3. Introverts are arrogant.
Yes and no. Some introverted personality styles can come across as arrogant in their silence, defense of their idea, or in questioning a workflow or systems solution. This can inadvertently cause conflict. Ironically, this in turn, triggers two of their deepest fears; conflict and being misunderstood.
The arrogance you might perceive is not they: it’s the transference of their personality style. Transference is the unexpressed emotions, desires, and beliefs we formed in early childhood relationships. According to prevailing theories of psychology, all of us transfer in our communications all of the time. The flavors of our transference — anxiety, anger, enthusiasm, devaluation, boredom, and arrogance — depend on our personality style. So when a person with an introverted style comes across as arrogant, what they may be feeling internally is frustrated and insecure, because, for example, they perceive that their dedication to a team, or a solution or strategy that they worked hard to create, is being questioned or misunderstood.
4. Introverts aren’t as emotionally aware as extroverts.

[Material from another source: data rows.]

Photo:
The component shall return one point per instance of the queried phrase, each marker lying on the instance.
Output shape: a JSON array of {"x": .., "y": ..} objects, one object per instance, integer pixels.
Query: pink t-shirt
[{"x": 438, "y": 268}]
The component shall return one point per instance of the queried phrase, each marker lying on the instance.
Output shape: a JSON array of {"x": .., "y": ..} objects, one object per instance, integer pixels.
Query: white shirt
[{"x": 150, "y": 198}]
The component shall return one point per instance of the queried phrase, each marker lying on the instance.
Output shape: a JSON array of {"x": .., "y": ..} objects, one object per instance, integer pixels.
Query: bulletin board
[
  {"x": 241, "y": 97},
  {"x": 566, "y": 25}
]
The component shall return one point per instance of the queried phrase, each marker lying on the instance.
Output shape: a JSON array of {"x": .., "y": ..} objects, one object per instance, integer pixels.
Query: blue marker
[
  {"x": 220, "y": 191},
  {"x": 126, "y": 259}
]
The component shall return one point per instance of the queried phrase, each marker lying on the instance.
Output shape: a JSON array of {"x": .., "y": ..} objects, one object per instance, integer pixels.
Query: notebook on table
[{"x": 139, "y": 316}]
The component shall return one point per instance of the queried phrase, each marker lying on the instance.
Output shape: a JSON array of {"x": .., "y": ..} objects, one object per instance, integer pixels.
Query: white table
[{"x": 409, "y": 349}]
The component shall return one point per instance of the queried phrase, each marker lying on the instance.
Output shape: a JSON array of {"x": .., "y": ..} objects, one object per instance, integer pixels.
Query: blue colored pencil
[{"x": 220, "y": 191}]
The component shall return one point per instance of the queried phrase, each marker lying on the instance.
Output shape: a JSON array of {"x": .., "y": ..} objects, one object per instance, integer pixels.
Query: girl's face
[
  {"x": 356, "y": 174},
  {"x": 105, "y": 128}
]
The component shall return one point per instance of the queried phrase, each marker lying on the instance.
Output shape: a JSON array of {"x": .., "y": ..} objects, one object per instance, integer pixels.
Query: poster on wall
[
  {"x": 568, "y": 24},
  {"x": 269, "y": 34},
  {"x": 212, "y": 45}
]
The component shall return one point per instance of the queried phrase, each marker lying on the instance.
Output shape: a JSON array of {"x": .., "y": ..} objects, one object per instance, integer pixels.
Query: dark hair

How aware one is depends on one’s level of cognitive development in any moment (i.e., ego maturity in the moment). This misunderstanding about introverts’ emotional awareness often comes down to communication style differences. The four extroverted personality types tend to express emotion when they speak and write. The three introverted personality styles tend to communicate with logic and thought, rather than feeling. One style isn’t better than another; it’s different.
In fact, introverts can be highly sensitive, perceiving with crystal clarity the emotional state of each person in a meeting. They may appear withdrawn, but they’re keenly listening and perceiving with all five senses the emotional dynamics at play. The second introverted personality style described above, the Strategist-Knight style, has a fast and accurate ability to distinguish peoples’ personality styles and predict their reactions. In contrast, I have seen executives with certain extroverted personality styles drone on and on in a meeting, unaware consciously of participants’ boredom. I’ve also witnessed senior managers inadvertently steamroll a colleague’s suggestion as if the colleague hadn’t spoken. When this happens, it’s not because the manager has an extroverted or introverted personality style, it’s because their present cognitive state is young.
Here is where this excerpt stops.